Le football français retient son souffle. Ce jeudi, le conseil d'administration de la Ligue de football professionnel se réunit pour trancher sur l'une des questions les plus brûlantes de la saison : le report du choc de Ligue 1 entre Lens et le Paris Saint-Germain, comptant pour la 29e journée de championnat. Une décision qui pourrait redistribuer les cartes dans la course au titre.
Une réunion décisive pour l'avenir du calendrier
La LFP dispose du pouvoir de décision final. Si le RC Lens s'oppose officiellement à la demande de report formulée par le Paris Saint-Germain, la Ligue peut néanmoins imposer un nouveau calendrier aux deux clubs. Cette procédure, encadrée par les statuts de l'instance dirigeante, place les dirigeants lensois dans une position délicate face au poids sportif et économique du club de la capitale.
Le dossier Brest-Strasbourg est également sur la table. Les deux rencontres sont liées dans leur traitement administratif. Le conseil d'administration examinera les justificatifs présentés par le PSG pour motiver sa demande, avant de rendre un verdict attendu par l'ensemble de la Ligue 1.
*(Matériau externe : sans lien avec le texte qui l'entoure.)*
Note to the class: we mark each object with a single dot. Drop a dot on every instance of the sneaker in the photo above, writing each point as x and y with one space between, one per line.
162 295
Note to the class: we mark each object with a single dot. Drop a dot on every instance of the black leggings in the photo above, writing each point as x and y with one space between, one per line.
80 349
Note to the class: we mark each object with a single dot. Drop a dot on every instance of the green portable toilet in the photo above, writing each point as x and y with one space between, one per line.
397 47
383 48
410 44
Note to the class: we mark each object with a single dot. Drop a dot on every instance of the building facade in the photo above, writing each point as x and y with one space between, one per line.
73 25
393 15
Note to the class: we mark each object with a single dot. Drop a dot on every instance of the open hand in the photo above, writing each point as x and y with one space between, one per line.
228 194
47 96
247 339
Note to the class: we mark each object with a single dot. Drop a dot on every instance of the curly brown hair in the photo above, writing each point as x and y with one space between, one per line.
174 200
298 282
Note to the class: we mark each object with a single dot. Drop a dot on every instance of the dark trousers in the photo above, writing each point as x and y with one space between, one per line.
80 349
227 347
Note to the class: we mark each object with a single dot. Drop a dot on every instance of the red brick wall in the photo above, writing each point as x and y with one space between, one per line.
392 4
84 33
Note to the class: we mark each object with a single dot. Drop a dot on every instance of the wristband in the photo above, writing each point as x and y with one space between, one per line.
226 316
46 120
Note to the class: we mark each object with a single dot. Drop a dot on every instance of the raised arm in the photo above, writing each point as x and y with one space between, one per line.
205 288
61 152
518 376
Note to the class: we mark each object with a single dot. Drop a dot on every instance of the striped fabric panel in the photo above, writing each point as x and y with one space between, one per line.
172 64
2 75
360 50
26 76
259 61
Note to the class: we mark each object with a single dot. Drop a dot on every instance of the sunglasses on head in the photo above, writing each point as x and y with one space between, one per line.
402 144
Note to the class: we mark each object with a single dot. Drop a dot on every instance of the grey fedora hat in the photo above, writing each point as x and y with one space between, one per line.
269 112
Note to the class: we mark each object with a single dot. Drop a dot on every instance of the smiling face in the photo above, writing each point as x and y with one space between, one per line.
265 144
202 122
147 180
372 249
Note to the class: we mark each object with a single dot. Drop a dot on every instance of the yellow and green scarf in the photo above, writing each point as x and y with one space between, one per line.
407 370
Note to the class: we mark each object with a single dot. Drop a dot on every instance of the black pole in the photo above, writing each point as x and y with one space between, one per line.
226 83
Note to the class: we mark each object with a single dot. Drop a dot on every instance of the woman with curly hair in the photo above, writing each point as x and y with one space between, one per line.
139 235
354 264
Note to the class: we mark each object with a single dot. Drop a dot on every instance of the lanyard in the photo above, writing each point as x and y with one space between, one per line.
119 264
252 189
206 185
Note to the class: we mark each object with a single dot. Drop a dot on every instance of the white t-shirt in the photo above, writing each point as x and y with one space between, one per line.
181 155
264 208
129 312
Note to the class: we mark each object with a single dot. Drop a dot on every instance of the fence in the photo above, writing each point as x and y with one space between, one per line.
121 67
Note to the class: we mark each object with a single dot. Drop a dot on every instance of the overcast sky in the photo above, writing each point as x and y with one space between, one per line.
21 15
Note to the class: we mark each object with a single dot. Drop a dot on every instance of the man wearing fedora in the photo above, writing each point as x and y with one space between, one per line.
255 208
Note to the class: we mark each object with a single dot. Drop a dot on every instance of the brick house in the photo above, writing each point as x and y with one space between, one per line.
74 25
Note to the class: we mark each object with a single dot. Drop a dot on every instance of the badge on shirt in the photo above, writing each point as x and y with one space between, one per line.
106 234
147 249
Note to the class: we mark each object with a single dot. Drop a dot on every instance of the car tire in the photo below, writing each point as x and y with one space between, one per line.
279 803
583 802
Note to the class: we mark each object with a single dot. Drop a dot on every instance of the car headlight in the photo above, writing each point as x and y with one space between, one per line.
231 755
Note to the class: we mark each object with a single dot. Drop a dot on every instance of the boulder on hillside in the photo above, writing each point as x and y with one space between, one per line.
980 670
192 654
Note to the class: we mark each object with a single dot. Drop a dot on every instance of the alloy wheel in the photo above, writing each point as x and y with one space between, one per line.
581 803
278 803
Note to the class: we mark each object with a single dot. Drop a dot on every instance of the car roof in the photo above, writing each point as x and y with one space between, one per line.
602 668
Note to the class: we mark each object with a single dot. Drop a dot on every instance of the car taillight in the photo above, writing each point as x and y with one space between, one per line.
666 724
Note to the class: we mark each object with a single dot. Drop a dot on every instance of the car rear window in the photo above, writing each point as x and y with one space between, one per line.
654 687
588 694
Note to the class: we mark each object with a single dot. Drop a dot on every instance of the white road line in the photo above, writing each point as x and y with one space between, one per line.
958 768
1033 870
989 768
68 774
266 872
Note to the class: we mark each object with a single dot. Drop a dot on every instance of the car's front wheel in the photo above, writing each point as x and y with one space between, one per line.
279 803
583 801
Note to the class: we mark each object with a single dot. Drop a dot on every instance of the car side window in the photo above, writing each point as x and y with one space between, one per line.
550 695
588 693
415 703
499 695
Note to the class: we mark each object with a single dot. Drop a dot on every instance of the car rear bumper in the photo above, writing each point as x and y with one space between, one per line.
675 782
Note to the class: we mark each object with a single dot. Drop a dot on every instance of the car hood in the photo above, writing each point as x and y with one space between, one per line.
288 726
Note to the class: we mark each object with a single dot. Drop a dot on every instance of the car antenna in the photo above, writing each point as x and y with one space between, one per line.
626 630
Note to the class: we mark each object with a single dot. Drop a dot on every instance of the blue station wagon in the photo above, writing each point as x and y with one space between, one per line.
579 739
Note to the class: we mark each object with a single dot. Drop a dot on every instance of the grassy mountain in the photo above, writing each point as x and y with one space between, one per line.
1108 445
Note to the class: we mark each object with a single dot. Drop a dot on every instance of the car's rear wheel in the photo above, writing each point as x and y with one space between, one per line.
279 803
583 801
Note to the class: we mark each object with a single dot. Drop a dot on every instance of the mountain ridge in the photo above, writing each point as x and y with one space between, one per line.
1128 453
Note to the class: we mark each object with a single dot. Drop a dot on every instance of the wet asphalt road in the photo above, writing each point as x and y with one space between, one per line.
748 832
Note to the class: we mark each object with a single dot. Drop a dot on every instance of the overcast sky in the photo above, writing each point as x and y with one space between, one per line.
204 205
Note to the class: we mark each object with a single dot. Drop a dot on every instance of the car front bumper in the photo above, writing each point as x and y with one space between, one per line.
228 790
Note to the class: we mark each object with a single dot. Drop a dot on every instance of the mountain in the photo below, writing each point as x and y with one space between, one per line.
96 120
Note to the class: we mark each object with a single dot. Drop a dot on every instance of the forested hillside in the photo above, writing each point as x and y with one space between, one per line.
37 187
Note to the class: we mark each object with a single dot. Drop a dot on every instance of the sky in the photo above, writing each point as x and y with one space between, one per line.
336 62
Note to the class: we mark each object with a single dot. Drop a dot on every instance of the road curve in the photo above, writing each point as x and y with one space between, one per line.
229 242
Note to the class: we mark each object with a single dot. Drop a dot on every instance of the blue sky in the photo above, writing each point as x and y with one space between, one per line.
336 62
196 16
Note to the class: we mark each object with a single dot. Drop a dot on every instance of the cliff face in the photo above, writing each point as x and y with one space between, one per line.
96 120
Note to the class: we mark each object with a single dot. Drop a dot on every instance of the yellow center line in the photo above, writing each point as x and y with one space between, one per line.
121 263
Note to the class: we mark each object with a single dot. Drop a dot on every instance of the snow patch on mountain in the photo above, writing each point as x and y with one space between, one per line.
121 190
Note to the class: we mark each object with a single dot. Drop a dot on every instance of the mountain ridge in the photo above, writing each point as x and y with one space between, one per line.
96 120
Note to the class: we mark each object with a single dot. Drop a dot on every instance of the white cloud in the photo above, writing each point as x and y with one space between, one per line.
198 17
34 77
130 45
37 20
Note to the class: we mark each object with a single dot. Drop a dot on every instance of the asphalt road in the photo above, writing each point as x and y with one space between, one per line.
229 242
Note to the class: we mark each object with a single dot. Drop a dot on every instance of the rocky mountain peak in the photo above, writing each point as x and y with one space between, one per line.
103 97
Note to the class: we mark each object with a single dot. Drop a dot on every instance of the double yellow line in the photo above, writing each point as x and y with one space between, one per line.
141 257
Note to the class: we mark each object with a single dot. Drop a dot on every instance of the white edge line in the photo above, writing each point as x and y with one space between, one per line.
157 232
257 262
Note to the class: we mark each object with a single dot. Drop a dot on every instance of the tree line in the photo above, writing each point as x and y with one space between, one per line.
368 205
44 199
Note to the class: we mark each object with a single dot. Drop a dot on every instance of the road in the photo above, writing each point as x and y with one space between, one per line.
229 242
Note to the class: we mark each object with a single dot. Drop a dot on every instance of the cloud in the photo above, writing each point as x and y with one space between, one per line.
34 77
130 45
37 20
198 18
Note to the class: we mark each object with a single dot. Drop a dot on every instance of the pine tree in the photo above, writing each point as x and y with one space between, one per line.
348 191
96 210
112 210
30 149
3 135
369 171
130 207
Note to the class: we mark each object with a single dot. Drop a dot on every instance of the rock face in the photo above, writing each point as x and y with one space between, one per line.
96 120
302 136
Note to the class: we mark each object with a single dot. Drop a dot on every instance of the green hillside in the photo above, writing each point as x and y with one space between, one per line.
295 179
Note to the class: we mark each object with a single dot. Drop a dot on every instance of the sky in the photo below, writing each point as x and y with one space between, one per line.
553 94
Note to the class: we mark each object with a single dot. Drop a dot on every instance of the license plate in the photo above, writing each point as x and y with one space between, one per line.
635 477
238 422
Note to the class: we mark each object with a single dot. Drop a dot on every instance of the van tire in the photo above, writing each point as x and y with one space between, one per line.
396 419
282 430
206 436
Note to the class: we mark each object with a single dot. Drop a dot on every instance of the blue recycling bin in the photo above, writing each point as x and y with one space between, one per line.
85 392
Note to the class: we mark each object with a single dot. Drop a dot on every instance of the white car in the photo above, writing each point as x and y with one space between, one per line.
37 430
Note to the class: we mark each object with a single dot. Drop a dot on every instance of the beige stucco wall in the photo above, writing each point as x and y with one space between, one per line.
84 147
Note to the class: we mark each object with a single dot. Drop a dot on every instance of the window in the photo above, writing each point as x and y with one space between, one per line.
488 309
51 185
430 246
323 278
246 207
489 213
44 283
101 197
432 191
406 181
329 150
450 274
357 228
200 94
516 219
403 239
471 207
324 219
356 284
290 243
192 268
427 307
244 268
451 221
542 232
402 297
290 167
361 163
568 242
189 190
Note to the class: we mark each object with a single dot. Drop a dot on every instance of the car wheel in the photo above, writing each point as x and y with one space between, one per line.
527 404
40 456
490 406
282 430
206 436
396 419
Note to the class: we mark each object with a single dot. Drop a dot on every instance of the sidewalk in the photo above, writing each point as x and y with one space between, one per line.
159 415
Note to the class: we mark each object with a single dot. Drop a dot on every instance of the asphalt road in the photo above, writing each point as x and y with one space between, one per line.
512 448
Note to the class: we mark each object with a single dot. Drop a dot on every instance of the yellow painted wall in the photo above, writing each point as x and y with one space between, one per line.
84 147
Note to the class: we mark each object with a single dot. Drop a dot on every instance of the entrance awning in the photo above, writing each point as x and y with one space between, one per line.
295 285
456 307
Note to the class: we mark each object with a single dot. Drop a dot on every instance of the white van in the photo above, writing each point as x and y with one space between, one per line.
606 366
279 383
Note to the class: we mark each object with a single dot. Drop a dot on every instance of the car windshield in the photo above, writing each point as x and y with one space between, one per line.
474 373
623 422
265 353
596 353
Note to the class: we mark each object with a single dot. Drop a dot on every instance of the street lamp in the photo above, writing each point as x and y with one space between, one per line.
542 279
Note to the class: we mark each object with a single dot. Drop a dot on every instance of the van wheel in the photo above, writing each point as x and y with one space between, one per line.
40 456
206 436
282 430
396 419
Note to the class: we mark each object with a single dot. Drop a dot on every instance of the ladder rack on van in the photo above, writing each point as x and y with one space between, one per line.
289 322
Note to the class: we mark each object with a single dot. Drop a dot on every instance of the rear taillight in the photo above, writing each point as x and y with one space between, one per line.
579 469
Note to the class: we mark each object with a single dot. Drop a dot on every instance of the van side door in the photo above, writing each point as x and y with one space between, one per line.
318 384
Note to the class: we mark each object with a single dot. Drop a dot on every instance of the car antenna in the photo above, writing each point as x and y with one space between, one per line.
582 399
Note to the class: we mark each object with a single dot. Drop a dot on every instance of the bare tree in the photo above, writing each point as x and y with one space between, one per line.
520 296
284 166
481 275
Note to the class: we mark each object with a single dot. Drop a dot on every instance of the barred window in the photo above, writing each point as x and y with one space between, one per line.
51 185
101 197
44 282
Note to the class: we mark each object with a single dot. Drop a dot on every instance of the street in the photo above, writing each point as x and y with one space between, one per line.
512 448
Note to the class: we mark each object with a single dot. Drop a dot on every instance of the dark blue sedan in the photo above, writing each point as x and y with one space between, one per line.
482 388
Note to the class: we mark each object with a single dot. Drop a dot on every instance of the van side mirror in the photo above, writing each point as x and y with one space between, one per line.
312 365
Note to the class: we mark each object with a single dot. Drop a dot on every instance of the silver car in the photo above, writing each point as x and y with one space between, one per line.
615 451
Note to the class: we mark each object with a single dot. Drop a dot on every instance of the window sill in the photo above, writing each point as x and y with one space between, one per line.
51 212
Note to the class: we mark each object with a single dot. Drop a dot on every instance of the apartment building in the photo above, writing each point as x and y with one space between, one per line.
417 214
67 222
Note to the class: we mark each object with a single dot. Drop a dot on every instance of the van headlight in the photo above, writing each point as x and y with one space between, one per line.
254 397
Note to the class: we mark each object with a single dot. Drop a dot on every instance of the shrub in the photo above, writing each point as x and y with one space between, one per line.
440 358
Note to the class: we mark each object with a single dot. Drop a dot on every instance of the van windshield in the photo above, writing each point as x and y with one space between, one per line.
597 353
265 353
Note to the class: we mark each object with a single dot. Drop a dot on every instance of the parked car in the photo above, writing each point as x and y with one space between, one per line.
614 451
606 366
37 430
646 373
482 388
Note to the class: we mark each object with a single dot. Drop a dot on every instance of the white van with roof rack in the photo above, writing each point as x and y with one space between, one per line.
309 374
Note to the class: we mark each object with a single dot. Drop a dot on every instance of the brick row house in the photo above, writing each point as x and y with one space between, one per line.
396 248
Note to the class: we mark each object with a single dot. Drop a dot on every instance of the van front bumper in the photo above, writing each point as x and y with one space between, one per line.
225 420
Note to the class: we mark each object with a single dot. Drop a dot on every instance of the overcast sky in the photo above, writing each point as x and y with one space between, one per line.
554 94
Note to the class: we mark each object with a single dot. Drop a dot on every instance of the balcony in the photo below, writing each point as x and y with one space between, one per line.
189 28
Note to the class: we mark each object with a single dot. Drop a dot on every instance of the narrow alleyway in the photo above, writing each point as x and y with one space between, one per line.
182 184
Lens résiste, la LFP arbitre
Du côté du Stade Bollaert-Delelis, la position est claire : les Lensois ne souhaitent pas voir leur affiche décalée. Un match à domicile face au PSG représente un enjeu sportif et financier considérable pour le club artésien, actuellement impliqué dans la course aux places européennes. Reporter cette rencontre pourrait perturber leur préparation et leur dynamique de groupe.
Mais la LFP a les moyens de passer outre. Les statuts de la Ligue prévoient explicitement la possibilité d'un report unilatéral décidé par le conseil d'administration, même en cas de désaccord entre les clubs concernés. Les dirigeants présents lors de cette réunion auront donc le dernier mot, indépendamment des volontés des présidents de club.
Un précédent qui fait jurisprudence
Au-delà du cas Lens-PSG, cette réunion pose une question de fond sur la gouvernance du football professionnel français. La capacité de la LFP à imposer des décisions contre l'avis des clubs membres illustre les tensions structurelles entre les intérêts particuliers et la gestion collective du calendrier.
Le verdict tombera ce jeudi. Clubs, supporters et observateurs scruteront attentivement la décision de l'instance, qui devra concilier équité sportive et réalités logistiques. Une chose est certaine : le choc de la 29e journée cristallise, une fois de plus, les rapports de force au sein du football français.